Something for your inner 12-year-old to feel superior about, as published in Ars Technica. Anthropic’s Claude AI, pretty helpful at summarizing documents and parsing transcripts, is not able to operate at a college-graduate level (or even an elementary-school level) when it comes to advancing in the good old Game Boy game:
Last month, Anthropic presented its “Claude Plays Pokémon” experiment as a waypoint on the road to that predicted AGI future. It’s a project the company said shows “glimmers of AI systems that tackle challenges with increasing competence, not just through training but with generalized reasoning.” Anthropic made headlines by trumpeting how Claude 3.7 Sonnet’s “improved reasoning capabilities” let the company’s latest model make progress in the popular old-school Game Boy RPG in ways “that older models had little hope of achieving.”
While Claude models from just a year ago struggled even to leave the game’s opening area, Claude 3.7 Sonnet was able to make progress by collecting multiple in-game Gym Badges in a relatively small number of in-game actions. That breakthrough, Anthropic wrote, was because the “extended thinking” by Claude 3.7 Sonnet means the new model “plans ahead, remembers its objectives, and adapts when initial strategies fail” in a way that its predecessors didn’t. Those things, Anthropic brags, are “critical skills for battling pixelated gym leaders. And, we posit, in solving real-world problems too.”
…
In the weeks since Claude Plays Pokémon was first made public, thousands of Twitch viewers have watched Claude struggle to make consistent progress in the game. Despite long “thinking” pauses between each move—during which viewers can read printouts of the system’s simulated reasoning process—Claude frequently finds itself pointlessly revisiting completed towns, getting stuck in blind corners of the map for extended periods, or fruitlessly talking to the same unhelpful NPC over and over, to cite just a few examples of distinctly sub-human in-game performance.
…
For Claude Plays Pokémon, though, project developer and Anthropic employee David Hershey says he started with an unmodified, generalized Claude model that wasn’t specifically trained or tuned to play Pokémon games in any way.
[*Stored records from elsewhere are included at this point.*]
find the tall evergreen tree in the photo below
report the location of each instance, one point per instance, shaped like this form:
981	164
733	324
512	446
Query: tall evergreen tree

“This is purely the various other things that [Claude] understands about the world being used to point at video games,” Hershey told Ars. “So it has a sense of a Pokémon. If you go to claude.ai and ask about Pokémon, it knows what Pokémon is based on what it’s read… If you ask, it’ll tell you there’s eight gym badges, it’ll tell you the first one is Brock… it knows the broad structure.”
In addition to directly monitoring certain key (emulated) Game Boy RAM addresses for game state information, Claude views and interprets the game’s visual output much like a human would. But despite recent advances in AI image processing, Hershey said Claude still struggles to interpret the low-resolution, pixelated world of a Game Boy screenshot as well as a human can. “Claude’s still not particularly good at understanding what’s on the screen at all,” he said. “You will see it attempt to walk into walls all the time.”
Hershey said he suspects Claude’s training data probably doesn’t contain many overly detailed text descriptions of “stuff that looks like a Game Boy screen.” This means that, somewhat surprisingly, if Claude were playing a game with “more realistic imagery, I think Claude would actually be able to see a lot better,” Hershey said.
…
The current model has a “context window” of 200,000 tokens, limiting the amount of relational information it can store in its “memory” at any one time. When the system’s ever-expanding knowledge base fills up this context window, Claude goes through an elaborate summarization process, condensing detailed notes on what it has seen, done, and learned so far into shorter text summaries that lose some of the fine-grained details.
This can mean that Claude “has a hard time keeping track of things for a very long time and really having a great sense of what it’s tried so far,” Hershey said.